Kolmanskop was originally constructed as CDM's (Consolidated Diamond Mines) headquarters. The town even boasted a casino, bowling alley and theatre. Its heyday ended with the onset of WWI and richer pickings further south at Oranjemund. It was such a fascinating visit. The decrepit buildings are slowly being overtaken by the surrounding dunes and their charm lies in the fact they have been abandoned and remain as they were in the 1950s, all of which tells a story.

When the area was discovered there were so many diamonds that photographs in the museum show men lying on their stomachs in a line shimmying along the ground, picking up the diamonds on the way. Other photos show women in the kitchen sifting what looks like flour but is actually a cup full of diamonds. One of the more interesting exhibits shows some of the cunning ways people in the last 10-20 years have attempted to steal diamonds, everything from hiding them inside the sole of the shoe, tapping packages to courier pigeons, using a bow and arrow to fire the package to whoever was waiting outside the park and inside a tape recorder. It was in the security's best interest to intercept stolen diamonds as they receive a whopping reward of 33.3% of the value of the diamonds. Considering some the caches were upwards of 26 carats, this could amount to a substantial amount of money.

The temperature soared into the forties once we left Luderitz and headed to Fish River Canyon (FRC), near the South African border. Fish River Canyon is the world's second largest canyon - 160km long, 27km in width and at its peak, it is over 550m deep. The sheer enormity of the canyon cannot be captured by a camera, it is truly more spectacular than the photographs illustrate.

Strangely, you are not allowed to do any day walks in the canyon. The only walk that you can do is the 85km hike from Hibas to Ai-Ais that takes 5 days which seemed odd. However, it all became clear why they do not allow day walks when we saw the size of the canyon. Furthermore, the environment here is very delicate and could not cope with an influx of tourists walking around during the day, to say nothing of the fact that it is exceptionally hot and there is no shade.

We spent our second night in the canyon at Ai-Ais (meaning scalding hot). The hot springs are at the northern end of the National Park with the huge canyon walls towering around the site. We spent most of the afternoon relaxing by the outdoor pool, which given the heat of the day was a little too hot but relaxing in the indoor thermal pools was a nice way to spend an evening.

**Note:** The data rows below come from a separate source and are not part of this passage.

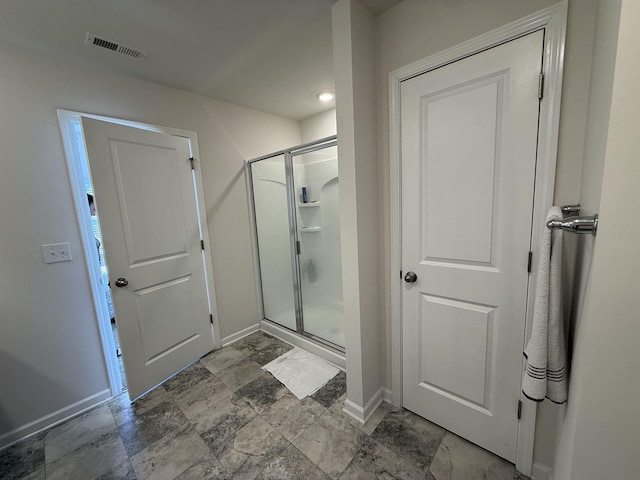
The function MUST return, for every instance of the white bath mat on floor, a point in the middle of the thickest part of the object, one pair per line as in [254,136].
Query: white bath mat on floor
[301,372]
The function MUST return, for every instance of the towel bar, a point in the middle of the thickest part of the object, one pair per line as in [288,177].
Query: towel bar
[576,224]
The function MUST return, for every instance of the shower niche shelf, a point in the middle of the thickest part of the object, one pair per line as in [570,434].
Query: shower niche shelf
[310,229]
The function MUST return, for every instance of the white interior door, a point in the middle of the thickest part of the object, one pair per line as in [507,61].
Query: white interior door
[469,134]
[146,203]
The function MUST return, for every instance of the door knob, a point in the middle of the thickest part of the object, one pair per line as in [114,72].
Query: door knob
[410,277]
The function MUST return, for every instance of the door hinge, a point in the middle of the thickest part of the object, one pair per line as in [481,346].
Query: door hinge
[540,86]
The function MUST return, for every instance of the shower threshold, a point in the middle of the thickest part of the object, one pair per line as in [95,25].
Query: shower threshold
[323,349]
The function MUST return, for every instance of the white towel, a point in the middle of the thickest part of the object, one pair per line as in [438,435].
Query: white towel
[546,374]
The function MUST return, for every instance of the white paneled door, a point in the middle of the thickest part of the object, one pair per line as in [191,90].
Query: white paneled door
[146,202]
[469,134]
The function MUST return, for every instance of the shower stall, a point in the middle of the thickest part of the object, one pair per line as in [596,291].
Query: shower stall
[297,226]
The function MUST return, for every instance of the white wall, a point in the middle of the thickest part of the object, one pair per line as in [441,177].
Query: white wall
[353,50]
[50,353]
[599,433]
[318,126]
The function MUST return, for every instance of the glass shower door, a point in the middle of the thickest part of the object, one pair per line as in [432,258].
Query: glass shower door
[269,182]
[315,178]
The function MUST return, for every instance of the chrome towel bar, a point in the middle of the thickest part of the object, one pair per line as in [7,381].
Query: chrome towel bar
[587,224]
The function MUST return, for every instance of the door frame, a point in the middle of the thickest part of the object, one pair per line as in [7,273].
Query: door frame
[553,21]
[65,118]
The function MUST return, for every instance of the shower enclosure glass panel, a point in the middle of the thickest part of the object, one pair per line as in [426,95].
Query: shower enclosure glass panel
[274,240]
[295,198]
[315,175]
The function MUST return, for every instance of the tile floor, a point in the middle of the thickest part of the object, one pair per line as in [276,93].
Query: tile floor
[224,418]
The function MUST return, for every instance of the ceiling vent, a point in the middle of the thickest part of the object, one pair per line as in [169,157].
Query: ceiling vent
[117,47]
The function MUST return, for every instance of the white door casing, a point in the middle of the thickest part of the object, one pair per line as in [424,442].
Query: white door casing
[468,150]
[146,201]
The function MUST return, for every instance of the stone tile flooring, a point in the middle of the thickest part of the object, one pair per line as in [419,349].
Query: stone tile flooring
[224,418]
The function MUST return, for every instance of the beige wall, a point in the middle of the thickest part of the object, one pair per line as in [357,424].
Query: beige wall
[50,352]
[318,126]
[415,29]
[353,47]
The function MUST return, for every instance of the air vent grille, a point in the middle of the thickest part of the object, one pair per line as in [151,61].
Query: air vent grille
[122,49]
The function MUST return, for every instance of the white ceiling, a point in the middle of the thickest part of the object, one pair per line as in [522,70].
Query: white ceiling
[271,55]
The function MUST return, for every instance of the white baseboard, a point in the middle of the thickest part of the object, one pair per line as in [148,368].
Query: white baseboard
[362,414]
[541,472]
[286,335]
[234,337]
[52,419]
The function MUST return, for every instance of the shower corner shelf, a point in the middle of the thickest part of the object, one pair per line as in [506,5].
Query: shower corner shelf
[309,204]
[310,229]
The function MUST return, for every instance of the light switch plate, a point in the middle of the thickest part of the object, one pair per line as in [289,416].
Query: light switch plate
[56,252]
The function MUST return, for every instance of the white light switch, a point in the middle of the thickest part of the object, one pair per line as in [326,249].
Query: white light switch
[56,252]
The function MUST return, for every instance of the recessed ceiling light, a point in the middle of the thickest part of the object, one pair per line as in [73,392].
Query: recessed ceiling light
[325,96]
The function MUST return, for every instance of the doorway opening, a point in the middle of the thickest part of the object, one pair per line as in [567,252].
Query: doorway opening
[100,260]
[72,126]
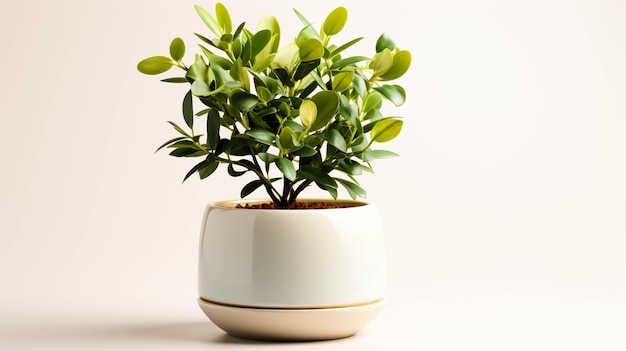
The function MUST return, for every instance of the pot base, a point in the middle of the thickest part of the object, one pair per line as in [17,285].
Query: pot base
[290,324]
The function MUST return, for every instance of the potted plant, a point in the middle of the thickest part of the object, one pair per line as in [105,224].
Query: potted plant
[294,116]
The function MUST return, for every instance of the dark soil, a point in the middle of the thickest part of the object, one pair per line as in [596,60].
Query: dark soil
[303,205]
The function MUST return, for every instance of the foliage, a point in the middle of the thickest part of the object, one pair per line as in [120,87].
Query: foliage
[293,117]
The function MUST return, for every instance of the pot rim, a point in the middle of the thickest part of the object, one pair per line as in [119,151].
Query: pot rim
[348,203]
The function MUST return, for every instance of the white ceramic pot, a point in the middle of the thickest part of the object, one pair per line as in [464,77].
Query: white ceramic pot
[307,274]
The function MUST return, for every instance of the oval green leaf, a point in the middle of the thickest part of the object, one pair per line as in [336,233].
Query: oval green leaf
[310,50]
[308,113]
[382,62]
[385,130]
[370,155]
[286,167]
[155,65]
[177,49]
[327,103]
[223,18]
[251,187]
[335,139]
[335,21]
[210,22]
[213,128]
[394,93]
[401,64]
[244,101]
[188,109]
[260,41]
[385,42]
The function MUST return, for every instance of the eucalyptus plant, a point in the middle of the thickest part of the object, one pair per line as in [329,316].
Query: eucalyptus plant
[296,116]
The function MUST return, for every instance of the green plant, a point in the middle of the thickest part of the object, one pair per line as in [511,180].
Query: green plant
[293,117]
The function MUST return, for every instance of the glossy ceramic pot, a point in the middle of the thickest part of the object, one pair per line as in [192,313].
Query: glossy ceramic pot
[297,274]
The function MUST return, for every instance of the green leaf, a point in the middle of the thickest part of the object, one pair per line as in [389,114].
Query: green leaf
[318,176]
[213,128]
[308,113]
[188,109]
[342,80]
[251,187]
[223,18]
[175,80]
[260,41]
[382,62]
[370,155]
[385,42]
[198,70]
[310,50]
[401,64]
[302,18]
[209,167]
[394,93]
[386,130]
[287,139]
[335,139]
[327,103]
[186,152]
[373,101]
[304,151]
[351,167]
[353,189]
[208,20]
[348,61]
[234,173]
[287,168]
[155,65]
[193,170]
[200,88]
[177,49]
[244,101]
[305,68]
[267,158]
[264,94]
[271,23]
[335,21]
[215,59]
[179,129]
[343,47]
[171,141]
[261,135]
[262,64]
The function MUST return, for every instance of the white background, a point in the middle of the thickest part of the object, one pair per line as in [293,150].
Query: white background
[505,215]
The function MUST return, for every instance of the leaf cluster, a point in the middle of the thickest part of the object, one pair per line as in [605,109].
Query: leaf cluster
[293,116]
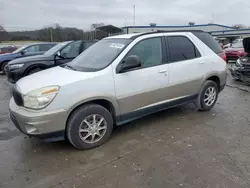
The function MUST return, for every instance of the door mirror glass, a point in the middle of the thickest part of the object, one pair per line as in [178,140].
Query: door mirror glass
[72,50]
[23,52]
[129,63]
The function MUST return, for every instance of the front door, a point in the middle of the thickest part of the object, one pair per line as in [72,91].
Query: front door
[69,52]
[140,89]
[186,67]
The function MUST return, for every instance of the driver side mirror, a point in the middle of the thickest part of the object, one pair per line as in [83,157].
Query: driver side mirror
[129,63]
[58,54]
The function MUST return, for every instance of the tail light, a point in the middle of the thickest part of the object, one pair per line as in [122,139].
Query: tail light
[223,56]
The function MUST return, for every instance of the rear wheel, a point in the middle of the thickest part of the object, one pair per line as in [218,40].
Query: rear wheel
[89,126]
[208,96]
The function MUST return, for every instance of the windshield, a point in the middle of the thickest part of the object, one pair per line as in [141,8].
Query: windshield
[237,45]
[57,47]
[20,49]
[99,55]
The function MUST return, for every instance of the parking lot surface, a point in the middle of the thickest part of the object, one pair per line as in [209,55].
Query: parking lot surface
[179,147]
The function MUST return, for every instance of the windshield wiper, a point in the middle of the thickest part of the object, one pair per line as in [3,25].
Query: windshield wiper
[68,67]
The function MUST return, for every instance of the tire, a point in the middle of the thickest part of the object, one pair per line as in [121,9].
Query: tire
[76,121]
[3,66]
[34,70]
[203,96]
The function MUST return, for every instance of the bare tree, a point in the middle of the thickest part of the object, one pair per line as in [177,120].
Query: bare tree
[3,34]
[96,25]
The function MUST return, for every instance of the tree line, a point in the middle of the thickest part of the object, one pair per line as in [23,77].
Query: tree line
[53,33]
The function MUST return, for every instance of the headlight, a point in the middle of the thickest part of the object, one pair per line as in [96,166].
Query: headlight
[16,66]
[40,98]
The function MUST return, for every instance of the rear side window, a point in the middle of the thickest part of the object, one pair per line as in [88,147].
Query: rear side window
[181,48]
[209,41]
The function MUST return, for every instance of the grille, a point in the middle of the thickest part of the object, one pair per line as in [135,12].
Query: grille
[17,97]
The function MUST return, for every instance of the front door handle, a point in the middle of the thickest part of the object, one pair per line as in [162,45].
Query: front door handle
[163,71]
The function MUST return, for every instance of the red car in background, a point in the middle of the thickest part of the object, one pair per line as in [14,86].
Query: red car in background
[7,49]
[235,52]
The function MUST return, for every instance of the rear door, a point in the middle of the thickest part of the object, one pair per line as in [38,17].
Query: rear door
[140,90]
[186,66]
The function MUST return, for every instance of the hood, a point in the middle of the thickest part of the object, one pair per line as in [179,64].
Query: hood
[31,58]
[234,49]
[246,44]
[56,76]
[5,54]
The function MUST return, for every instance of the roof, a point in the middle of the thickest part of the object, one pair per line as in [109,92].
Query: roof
[125,36]
[135,35]
[109,29]
[179,26]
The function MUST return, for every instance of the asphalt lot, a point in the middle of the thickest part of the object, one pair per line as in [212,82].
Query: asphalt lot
[179,147]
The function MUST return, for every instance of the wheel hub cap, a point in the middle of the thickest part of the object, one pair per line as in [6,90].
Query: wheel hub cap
[92,128]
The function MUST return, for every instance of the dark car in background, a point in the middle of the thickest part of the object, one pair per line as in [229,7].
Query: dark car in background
[27,50]
[235,52]
[7,49]
[60,54]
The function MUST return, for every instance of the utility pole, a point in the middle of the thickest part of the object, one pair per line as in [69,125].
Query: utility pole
[134,16]
[51,35]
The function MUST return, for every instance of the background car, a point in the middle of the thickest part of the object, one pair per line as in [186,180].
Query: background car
[7,49]
[58,55]
[27,50]
[235,52]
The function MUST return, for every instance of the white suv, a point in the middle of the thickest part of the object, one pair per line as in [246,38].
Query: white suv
[117,80]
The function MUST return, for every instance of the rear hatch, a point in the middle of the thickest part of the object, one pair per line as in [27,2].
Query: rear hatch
[211,43]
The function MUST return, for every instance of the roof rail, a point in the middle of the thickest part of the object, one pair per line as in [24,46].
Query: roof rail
[164,31]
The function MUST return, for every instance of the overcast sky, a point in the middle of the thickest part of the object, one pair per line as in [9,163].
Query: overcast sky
[34,14]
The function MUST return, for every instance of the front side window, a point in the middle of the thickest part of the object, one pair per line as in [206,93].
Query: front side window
[32,49]
[72,50]
[149,52]
[181,48]
[99,55]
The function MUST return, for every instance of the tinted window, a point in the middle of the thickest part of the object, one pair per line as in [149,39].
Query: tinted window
[209,41]
[237,45]
[87,45]
[181,48]
[149,52]
[32,49]
[45,47]
[72,50]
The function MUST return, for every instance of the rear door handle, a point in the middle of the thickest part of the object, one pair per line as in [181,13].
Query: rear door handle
[163,71]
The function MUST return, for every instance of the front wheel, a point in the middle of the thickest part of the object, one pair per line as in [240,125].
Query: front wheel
[207,96]
[89,126]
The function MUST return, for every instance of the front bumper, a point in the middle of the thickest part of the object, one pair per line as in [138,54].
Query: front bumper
[42,124]
[236,73]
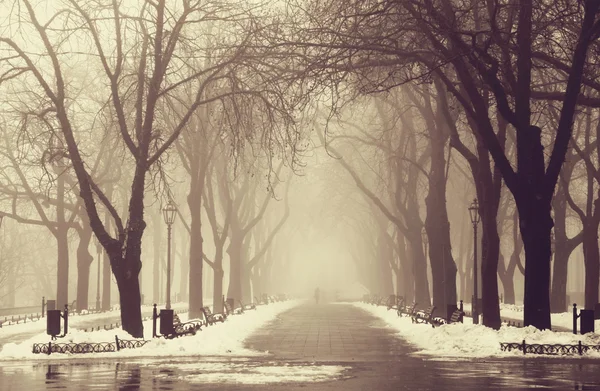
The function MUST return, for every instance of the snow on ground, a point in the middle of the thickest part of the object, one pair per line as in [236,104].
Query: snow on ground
[564,319]
[471,341]
[74,321]
[252,372]
[220,339]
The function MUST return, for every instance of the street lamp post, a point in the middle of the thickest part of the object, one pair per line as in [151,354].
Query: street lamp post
[169,214]
[475,218]
[99,255]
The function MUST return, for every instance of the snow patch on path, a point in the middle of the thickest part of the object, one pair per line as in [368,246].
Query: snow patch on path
[221,339]
[467,340]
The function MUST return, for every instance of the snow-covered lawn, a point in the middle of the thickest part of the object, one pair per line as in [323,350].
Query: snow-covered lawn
[74,322]
[564,319]
[221,339]
[472,341]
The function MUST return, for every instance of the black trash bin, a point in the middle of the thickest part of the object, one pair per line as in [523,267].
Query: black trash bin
[597,311]
[450,308]
[166,322]
[587,321]
[53,322]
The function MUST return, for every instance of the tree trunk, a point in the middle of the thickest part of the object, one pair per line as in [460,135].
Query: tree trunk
[443,267]
[246,289]
[62,271]
[157,254]
[535,224]
[106,280]
[234,250]
[591,258]
[562,253]
[419,268]
[490,252]
[184,273]
[218,289]
[84,261]
[196,262]
[129,298]
[62,241]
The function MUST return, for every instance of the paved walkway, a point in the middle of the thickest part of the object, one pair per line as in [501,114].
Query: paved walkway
[307,339]
[329,332]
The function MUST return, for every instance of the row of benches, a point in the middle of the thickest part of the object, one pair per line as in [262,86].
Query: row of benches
[394,302]
[210,318]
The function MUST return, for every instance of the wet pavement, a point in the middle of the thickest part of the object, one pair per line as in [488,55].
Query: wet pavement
[342,346]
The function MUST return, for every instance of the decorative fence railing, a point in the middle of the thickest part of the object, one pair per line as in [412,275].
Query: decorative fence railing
[549,349]
[87,347]
[111,326]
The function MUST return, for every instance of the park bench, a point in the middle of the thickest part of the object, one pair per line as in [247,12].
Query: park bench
[245,307]
[424,316]
[400,305]
[211,318]
[184,328]
[408,310]
[393,302]
[229,310]
[259,302]
[456,317]
[374,299]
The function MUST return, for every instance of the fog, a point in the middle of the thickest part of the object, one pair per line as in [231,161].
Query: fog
[286,152]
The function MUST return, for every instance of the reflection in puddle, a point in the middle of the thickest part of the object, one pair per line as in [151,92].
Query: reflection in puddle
[218,374]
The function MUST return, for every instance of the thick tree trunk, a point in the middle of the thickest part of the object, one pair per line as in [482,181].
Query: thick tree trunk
[106,279]
[62,271]
[591,258]
[490,252]
[184,274]
[234,290]
[246,288]
[419,268]
[84,261]
[129,298]
[62,241]
[443,267]
[535,224]
[562,252]
[196,262]
[509,290]
[157,254]
[218,289]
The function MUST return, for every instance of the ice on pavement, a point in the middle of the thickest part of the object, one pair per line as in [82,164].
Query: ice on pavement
[221,339]
[472,341]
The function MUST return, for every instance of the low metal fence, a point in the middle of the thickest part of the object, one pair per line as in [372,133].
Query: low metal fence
[548,349]
[87,347]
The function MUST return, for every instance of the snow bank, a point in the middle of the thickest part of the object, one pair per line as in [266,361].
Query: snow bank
[563,319]
[471,341]
[221,339]
[253,372]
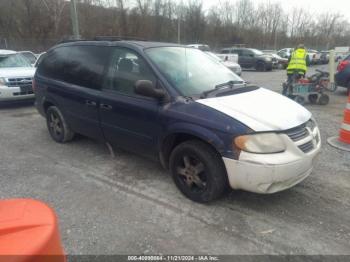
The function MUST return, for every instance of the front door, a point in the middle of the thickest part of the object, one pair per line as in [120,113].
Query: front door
[128,120]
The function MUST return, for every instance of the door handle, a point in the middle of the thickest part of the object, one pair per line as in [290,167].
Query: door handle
[90,103]
[106,107]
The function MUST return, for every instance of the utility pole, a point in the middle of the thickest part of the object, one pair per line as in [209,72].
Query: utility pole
[74,17]
[179,30]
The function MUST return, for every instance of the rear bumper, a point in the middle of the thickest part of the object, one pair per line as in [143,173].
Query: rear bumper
[13,94]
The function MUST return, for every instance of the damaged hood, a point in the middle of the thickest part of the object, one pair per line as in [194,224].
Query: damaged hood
[261,110]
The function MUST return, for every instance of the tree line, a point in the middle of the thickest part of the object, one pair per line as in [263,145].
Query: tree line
[38,24]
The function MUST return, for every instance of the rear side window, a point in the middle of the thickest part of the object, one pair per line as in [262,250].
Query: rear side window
[78,65]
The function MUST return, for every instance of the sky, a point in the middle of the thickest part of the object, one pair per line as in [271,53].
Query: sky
[314,6]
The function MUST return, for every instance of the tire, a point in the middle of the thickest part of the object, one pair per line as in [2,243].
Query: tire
[198,171]
[260,66]
[313,98]
[323,100]
[57,126]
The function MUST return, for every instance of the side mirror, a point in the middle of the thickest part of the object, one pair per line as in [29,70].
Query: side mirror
[147,88]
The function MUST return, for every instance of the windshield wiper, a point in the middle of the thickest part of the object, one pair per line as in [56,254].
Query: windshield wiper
[229,84]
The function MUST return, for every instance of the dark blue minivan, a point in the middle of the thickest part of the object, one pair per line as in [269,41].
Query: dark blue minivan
[177,105]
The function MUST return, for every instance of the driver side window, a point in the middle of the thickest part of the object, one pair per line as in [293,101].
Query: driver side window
[125,68]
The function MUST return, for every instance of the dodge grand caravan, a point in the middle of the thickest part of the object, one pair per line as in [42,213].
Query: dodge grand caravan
[175,104]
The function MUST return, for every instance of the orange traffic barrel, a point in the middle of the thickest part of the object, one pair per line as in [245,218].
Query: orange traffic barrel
[29,232]
[343,141]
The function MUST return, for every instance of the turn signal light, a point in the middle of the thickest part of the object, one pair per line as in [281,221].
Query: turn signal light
[342,65]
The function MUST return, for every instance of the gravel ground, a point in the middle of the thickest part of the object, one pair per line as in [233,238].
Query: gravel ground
[128,205]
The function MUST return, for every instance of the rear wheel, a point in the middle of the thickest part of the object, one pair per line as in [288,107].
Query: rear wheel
[57,125]
[198,171]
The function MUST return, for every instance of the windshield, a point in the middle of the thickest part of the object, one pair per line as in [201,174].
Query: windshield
[257,52]
[190,71]
[14,60]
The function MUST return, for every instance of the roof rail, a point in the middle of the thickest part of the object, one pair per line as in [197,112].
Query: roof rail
[117,38]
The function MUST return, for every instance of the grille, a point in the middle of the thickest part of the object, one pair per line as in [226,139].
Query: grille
[298,133]
[23,81]
[306,148]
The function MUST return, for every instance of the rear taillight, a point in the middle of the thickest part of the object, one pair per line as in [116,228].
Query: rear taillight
[342,65]
[33,85]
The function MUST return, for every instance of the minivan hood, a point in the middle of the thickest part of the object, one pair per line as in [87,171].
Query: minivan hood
[17,72]
[261,110]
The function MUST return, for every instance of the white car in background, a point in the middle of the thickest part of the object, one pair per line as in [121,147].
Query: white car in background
[16,76]
[234,67]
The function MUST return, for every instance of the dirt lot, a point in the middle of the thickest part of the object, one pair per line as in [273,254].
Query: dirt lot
[129,205]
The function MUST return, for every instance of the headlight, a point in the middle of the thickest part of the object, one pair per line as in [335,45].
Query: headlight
[2,81]
[266,143]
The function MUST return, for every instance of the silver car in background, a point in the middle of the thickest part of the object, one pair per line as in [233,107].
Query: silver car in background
[16,76]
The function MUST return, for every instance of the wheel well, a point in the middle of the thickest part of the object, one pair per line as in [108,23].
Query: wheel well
[170,142]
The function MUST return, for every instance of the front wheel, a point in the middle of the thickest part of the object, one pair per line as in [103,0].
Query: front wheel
[198,171]
[57,125]
[300,100]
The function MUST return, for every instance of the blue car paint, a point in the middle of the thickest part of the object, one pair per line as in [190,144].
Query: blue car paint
[139,125]
[342,78]
[203,122]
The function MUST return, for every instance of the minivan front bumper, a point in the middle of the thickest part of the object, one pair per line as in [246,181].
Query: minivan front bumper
[271,173]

Leaving FRC, we had two more nights camping before we were due back in Windhoek. Our tent has taken a real battering, its holding together by a few safety pins and the poles are ready to snap. After stopping to investigate our accommodation at Hardap Recreational Resort, we decided to head straight back to Windhoek and stay at the backpackers. Hardap wanted us to pay an entrance fee of N$90 on top of our accommodation. We could not establish what the extra cost was actually for and the facilities were a bit outdated, although there was a nice view of the dam, the thought of a bed and a decent meal lured us away.

As luck would have it, despite nursing a slow leak on the front left tyre the whole trip, just minutes before leaving the last unsealed road of the trip we got a puncture on the back left tyre. Luckily we had a brand new tyre to replace it with. Having a rental car has been fantastic and really the only way to explore Namibia, but oh the dust.....It only cost N$60 to fix the puncture which was a relief. Our rental car passed its very rigorous inspection by the rental company (like no other we have experienced).

It was too expensive to take the rental car across the border so we unfortunately have to catch a bus from Windhoek to Cape Twon, the longest bus trip yet, an agonising 21 hours and that is if it arrives on time. This should be the last bus ride on our trip!